Walk through the pits at any professional motorsport event, especially something like Formula 1, and you’ll see endless computer screens full of telemetry. Modern teams are inundated with real-time digital feedback from cars. I’ve visited many of these pits over the years and marveled at the data streams, but I’ve never seen an instance of the Microsoft Visual Studio software development suite running there in the middle of the chaos.

But then, I’ve never been to anything like the inaugural Abu Dhabi Autonomous Racing League event last weekend. A2RL, as it’s called, isn’t the first autonomous racing series: there’s the Roborace series, which saw autonomous racing cars achieve fast lap times while avoiding virtual obstacles; and the Indy Autonomous Challenge, which recently took place at Las Vegas Motor Speedway during CES 2024.

While the Roborace focused on single-car time trials and the Indy Autonomous Series focused on oval action, the A2RL set out to innovate in a few areas.

A2RL put four cars on track, competing simultaneously for the first time. And, perhaps most importantly, it pitted the most capable self-driving car against a human being, former Formula 1 driver Daniil Kvyat, who drove for various teams between 2014 and 2020.

Autonomous Racing League

Image credits: Autonomous Racing League

The real challenge was behind the scenes, with teams of impressively diverse engineers, from entry-level coders to PhD students to full-time racing engineers, all struggling to find the limit of an entirely new manner.

Unlike Formula 1, where 10 manufacturers design, develop and produce completely bespoke cars (sometimes with the help of AI), A2RL race cars are completely standardized to provide a level playing field. The 550 horsepower machines, borrowed from the Japanese Super Formula championship, are identical, and teams are not allowed to change a single component.

This includes the sensor network, which includes seven cameras, four radar sensors, three lidar sensors and a GPS to boot, all of which are used to perceive the world around them. As I would learn from walking around the pits and talking to the various teams, not everyone makes full use of the 15 terabytes of data that each car sucks up every lap.

Some teams, like Indianapolis-based Code 19, only started working on the monumental project of creating a self-driving car a few months ago. “There are four rookie teams here,” said Oliver Wells, co-founder of Code 19. “Everyone has been doing competitions like this, some for seven years.”

It’s all about code

autonomous breed - UAE

Image credits:Tim Stevens

Munich-based TUM and Milan-based Polimove have extensive experience racing and winning the Roborace and Indy Autonomous Challenge.

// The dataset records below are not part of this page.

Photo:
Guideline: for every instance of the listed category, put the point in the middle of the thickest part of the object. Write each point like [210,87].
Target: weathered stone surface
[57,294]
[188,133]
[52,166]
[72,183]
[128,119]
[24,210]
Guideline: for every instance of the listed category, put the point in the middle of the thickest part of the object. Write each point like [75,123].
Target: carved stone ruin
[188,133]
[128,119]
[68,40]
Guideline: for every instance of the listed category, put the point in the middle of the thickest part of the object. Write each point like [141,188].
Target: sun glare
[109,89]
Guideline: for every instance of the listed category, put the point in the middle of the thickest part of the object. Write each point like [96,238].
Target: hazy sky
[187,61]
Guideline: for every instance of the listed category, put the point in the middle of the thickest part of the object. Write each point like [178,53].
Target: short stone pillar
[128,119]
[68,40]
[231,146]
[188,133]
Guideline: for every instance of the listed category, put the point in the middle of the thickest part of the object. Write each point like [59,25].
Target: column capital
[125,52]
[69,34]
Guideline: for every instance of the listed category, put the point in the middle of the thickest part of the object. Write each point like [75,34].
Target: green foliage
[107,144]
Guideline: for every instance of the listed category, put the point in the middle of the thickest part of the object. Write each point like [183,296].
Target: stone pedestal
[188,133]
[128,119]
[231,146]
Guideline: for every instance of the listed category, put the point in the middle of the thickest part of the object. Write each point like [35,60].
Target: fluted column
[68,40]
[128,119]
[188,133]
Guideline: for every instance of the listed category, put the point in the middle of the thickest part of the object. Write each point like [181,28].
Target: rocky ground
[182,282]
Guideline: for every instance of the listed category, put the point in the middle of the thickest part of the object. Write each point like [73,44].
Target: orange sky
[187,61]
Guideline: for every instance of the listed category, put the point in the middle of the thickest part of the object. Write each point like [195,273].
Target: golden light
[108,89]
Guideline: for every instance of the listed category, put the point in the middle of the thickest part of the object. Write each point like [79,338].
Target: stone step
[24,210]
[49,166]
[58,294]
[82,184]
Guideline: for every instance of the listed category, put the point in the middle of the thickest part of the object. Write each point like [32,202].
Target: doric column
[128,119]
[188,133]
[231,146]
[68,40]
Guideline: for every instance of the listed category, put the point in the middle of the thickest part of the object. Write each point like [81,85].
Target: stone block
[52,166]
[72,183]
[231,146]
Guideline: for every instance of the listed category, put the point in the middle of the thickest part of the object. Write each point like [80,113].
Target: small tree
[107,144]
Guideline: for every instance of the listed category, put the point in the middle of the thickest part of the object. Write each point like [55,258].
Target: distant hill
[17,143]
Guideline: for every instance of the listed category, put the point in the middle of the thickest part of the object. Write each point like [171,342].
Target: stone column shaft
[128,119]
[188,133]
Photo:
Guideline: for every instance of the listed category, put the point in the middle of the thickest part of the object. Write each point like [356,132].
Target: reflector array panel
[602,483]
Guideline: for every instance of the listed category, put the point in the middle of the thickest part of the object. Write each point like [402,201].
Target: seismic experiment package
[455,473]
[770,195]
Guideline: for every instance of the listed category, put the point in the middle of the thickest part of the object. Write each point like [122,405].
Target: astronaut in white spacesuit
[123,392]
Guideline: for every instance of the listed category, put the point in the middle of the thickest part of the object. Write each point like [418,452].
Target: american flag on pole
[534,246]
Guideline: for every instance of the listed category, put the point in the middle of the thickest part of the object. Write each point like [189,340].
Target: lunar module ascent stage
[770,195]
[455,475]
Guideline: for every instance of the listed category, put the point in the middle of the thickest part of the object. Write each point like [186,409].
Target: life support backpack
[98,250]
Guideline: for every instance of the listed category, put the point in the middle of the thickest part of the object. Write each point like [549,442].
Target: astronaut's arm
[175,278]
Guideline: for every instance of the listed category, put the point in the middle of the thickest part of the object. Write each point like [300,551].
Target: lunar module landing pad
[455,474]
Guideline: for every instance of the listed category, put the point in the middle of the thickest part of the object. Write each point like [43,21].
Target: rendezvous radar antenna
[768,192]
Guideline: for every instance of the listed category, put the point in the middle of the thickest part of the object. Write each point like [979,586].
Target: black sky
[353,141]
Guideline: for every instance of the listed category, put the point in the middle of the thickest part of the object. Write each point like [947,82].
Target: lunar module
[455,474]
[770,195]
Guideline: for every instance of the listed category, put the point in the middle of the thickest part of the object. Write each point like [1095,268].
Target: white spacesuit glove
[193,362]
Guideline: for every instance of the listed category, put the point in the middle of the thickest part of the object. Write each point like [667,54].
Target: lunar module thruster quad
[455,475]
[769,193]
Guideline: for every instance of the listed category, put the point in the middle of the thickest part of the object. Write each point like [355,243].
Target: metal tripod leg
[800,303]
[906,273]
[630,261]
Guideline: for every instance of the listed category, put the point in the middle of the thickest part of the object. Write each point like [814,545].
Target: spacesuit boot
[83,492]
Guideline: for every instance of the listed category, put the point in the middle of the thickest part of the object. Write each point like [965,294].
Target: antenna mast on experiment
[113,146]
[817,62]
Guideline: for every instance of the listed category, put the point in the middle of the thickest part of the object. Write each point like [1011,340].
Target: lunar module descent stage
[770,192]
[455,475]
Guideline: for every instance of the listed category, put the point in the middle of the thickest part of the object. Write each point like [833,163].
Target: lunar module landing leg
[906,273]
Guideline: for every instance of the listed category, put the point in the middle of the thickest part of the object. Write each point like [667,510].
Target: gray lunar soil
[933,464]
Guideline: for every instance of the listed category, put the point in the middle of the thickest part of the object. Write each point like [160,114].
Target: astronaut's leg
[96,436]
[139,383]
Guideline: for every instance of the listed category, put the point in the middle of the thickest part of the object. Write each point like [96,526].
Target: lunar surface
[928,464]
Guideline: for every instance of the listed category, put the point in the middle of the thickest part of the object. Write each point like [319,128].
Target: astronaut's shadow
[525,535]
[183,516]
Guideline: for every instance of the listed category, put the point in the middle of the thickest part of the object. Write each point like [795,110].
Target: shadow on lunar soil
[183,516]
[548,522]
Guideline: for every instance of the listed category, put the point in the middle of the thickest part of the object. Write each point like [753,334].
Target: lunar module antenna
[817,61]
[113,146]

This experience lives on, as does the source code.

“On the one hand, the code is continually developed and improved,” said Simon Hoffmann, team leader at TUM. The team made adjustments to change the cornering behavior to suit the tighter bends in the road and also to adjust the aggressiveness of overtaking. “But in general, I would say we use the same basic software,” he said.

Throughout the numerous qualifying rounds throughout the weekend, the more experienced teams dominated the timing. TUM and Polimove were the only two teams to achieve lap times under two minutes. However, Code 19’s fastest lap lasted just over three minutes; the other new teams were much slower.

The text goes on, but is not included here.